Press For Change

Starting a publishing company is complicated. And slow. So we are starting a blog to keep our authors, our customers, our suppliers and the whole wide world appraised of what is happening.

Thursday, March 03, 2005

Off to printer

It has been a little while since I posted here. The book has finally gone off to the printer in fits and starts what with the vagaries of ftp and all. It will be about four weeks before I get it back and in the meantime I have to pay for the printing - the single biggest expense in the whole business (if you don't count my time).

In discussions with other people about printing there are a lot of production cost factors they are neglecting to consider. Printing is bad enough but there is also shipping the finished book to wherever it is going - about one fifth the cost of printing but still a significant expense.

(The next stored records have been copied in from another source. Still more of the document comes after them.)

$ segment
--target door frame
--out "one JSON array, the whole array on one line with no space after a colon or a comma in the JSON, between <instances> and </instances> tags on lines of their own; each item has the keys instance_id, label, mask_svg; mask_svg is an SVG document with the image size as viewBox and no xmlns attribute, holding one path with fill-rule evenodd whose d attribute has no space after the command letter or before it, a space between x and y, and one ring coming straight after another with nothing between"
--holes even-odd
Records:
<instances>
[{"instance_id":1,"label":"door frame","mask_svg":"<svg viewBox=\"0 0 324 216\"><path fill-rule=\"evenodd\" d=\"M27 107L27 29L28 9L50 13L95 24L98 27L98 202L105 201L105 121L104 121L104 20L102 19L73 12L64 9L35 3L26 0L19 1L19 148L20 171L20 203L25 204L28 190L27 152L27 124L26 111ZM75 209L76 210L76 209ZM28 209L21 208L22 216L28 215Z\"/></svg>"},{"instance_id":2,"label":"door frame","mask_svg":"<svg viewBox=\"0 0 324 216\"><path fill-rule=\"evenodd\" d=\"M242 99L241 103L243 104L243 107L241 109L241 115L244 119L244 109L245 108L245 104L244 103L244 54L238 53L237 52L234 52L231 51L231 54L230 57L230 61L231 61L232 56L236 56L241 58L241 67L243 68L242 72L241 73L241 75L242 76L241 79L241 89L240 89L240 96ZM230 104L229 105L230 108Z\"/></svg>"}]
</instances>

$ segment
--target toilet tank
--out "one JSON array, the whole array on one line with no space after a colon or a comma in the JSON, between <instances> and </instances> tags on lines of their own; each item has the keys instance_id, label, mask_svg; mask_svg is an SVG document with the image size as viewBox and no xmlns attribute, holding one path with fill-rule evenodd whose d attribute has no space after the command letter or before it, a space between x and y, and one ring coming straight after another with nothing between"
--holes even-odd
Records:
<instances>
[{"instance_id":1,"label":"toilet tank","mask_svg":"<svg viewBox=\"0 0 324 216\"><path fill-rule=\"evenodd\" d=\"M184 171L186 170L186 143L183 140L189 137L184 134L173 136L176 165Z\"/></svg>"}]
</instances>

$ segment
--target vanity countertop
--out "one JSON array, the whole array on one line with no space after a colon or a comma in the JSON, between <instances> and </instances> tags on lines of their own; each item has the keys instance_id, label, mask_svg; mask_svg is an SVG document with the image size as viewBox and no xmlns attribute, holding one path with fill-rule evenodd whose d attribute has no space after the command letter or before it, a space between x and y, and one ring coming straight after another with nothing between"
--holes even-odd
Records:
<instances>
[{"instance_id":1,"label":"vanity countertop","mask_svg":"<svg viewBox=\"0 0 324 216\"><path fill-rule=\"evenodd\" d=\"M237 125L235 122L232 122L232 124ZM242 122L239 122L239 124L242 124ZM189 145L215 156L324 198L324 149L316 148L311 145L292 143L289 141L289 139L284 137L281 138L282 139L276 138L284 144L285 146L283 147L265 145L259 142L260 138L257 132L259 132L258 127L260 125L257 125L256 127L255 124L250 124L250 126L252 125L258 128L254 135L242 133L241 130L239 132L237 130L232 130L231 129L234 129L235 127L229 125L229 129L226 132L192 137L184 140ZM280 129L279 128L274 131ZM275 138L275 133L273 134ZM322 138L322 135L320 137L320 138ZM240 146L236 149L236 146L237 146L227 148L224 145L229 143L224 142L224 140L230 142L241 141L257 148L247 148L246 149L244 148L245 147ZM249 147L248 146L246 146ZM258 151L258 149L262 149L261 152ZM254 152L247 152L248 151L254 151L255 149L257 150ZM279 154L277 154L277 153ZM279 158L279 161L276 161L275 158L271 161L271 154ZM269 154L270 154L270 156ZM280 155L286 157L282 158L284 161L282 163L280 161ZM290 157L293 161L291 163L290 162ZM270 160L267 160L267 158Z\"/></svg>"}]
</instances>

Then there is cost-of-sales. That means all the PR, marketing, etc. as well as fees and merchant account setups and distribution costs and so on. The two groups of people who make the least out of a book publishing project are the two with the most at stake: the publisher and the author. It is only fair that the publisher gets a bit more of the tiny piece of the pie that is left to them. The publisher actually pays for everything up front and takes on the burden of failure if the book fails to sell. The author of course, also doesn't get paid in that scenario, but with or without the publisher, they are in that position. On the other hand, most authors also don't really get fairly compensated. The ones who get the most for doing the least as far as I can tell are the distributors and booksellers. Not that they do nothing - their work is important too - but they get to have their cake and eat it too in a sense since they get to send the book back if it doesn't sell, so they are just out a bit of work - and that bit of work is a lot less than the publisher and author put in.

Anyway - enough of that for now. Now comes the exciting part to see if all of the work has been worthwhile...

Wednesday, January 26, 2005

Third rev of cover, into full layout

Well, I now have a full set of printing bids. I have a third rev of the cover that is getting pretty close. A little more in the way of tweaks to the copy and I still need a final exact number for the spine width and for that I will need to finish layout to get the exact number of pages and then calculate it from the paper weight from the printer I choose.

The only other thing that would cause me to redo the cover at this point is if someone like Jamie Oliver or Alton Brown decided to do a nice quote about the book for the cover. Wishful thinking I'm afraid (which did NOT stop me from writing to them and asking, but no answer I'm afraid...)

I am very happy with the layout finally - it has been a very long time since I did layout for real (using Pagemaker aka Ragemaker at the time. But the skills came back and I managed to get everything to where I ma very happy with how it looks and reads.

I do have to get author approval for their little blurbs where I describe their sites. So that'll be heading out this week in emails.

I am also beginning to work on the website. So far all I have done is take the basic placeholder site and put it into clean CSS. Next I have to add newsletters and order forms and a lot more information and some nicer graphics and design.

Monday, January 17, 2005

Six months in

I am having so much fun and so much frustration starting this publishing company that I decided that I had to write a blog about the whole business of starting a small and different publishing company with almost no money and very little to offer the world (except hubris).

I have been quietly working away at this for over six months but it is only since October or so of 2004 that I have really been getting down to work.

For those who have no idea what this is all about, Press For Change Publishing LLC, is quietly starting up this month and hopes to have its first title printed by early February and officially launched in mid-April. Along the way we will talk about the process of publishing (which is very different than even five years ago) and the process of bookselling which is rapidly changing partly due to the change in publishing.

For example, we don't really intend to sell all that many books through major bookstores or even We hope to sell a few more than that through smaller independent bookstores, particularly those that have some kind of link with the titles and their authors. And we expect to make the majority of our sales directly. Before the Internet that would have been very unlikely if not impossible and even now most people instinctively feel that avoiding Border$ or Barne$ and Noble is a mistake. Far from it. In order to get a title into either of these places I have to go through a big distributor. They want a 55% discount off the list price of any title. Right off the top. Partly this is because booksellers expect a 40% discount off the top. That only leaves me 45% of the list price to pay the designers, printers, author royalties, marketing, general business expenses, etc. And for that they will give me a month to sell or return all the books.

You see, all books are sold to these bookstores on a sale-or-return basis. And they don't really care about the condition in which they return them. Typically returns have between 10% and 30% damaged copies. These conditions make it almost impossible for a startup publisher to succeed. Amazon isn't much better - you can list a book with them for the same 55% discount. But they at least wait to make the sale before getting you to ship it.